Most of our waste is made up of single-use products – think about your daily venti Starbucks coffee. It’s why we’ve earned the nickname “the throw-away society” by members of the green movement.

How to Tackle Our Trash Problem

Combating Trash Production With Recycling

To increase recycling rates, municipalities are testing single-stream recycling. Rather than residents sorting plastic, glass, cardboard and paper, it’s all put into the same bin. Waste is then taken to a materials recovery facility, or MRF, for sorting and recycling. While this program has benefits, some cities can’t afford the sorting technology. 

 If your city doesn’t offer single-stream recycling, read our Recycling Guide for tips to simplify the process, and ensure that all your recyclable items make it to the right facility. 

"Recycling is a great way to reduce what goes into a landfill, and it also saves energy. It takes far less energy to repurpose recyclables than to make glass, plastic, paper and other products from scratch."
Arthur Murray | Save On Energy

Waste-to-Energy Plants

Waste-to-energy plants use trash as a fuel to generate power. “In 2015, the latest year for which stats are available, 71 waste-to-energy power plants and four other plants burned municipal solid waste, eliminating 29 million tons of garbage,” Arthur Murray of Save On Energy explains. “They generated nearly 14 billion kilowatt hours of electricity – enough to power nearly 2.5 million homes for a year.” 

Outside of recyclable and compostable items, biowaste and commercial garbage are ideal candidates for combustion.

"For every 100 pounds of municipal solid waste in the U.S., more than 85 pounds can be burned, releasing heat that can turn water into steam that can turn a turbine to generate electricity, according to the U.S. Energy Information Administration. Take 85% of the garbage our of every landfill in the U.S. and all of a sudden you've opened up a lot of room."
Arthur Murray | Save On Energy

Conscious Consumerism

Small changes add up to make a world of difference. The average U.S. family uses about 1,500 plastic bags each year, so simply bringing reusable bags with you to the grocery store can drastically cut down on the amount of trash sent to landfills every year. 

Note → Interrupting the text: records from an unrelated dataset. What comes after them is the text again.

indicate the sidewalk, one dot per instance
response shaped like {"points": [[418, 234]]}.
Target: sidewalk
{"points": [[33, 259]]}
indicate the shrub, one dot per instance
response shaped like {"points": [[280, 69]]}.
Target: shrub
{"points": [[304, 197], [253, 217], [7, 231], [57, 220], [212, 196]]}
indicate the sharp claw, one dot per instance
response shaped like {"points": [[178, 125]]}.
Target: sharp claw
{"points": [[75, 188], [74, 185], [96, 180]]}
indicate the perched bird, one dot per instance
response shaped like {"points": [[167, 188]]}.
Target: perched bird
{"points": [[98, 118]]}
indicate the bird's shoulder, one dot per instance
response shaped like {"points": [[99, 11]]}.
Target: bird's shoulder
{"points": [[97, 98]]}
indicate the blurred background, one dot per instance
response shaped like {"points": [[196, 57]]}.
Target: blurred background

Food waste is another major source of waste in U.S. households, but composting technology is making it simpler to recycle your orange peels. Consider placing a small compost bin on the countertop or under your sink to collect kitchen scraps for your compost

Take an active role in reducing the amount of trash you throw away each day, and you might be surprised when a week goes by and your garbage can isn’t as full as it used to be.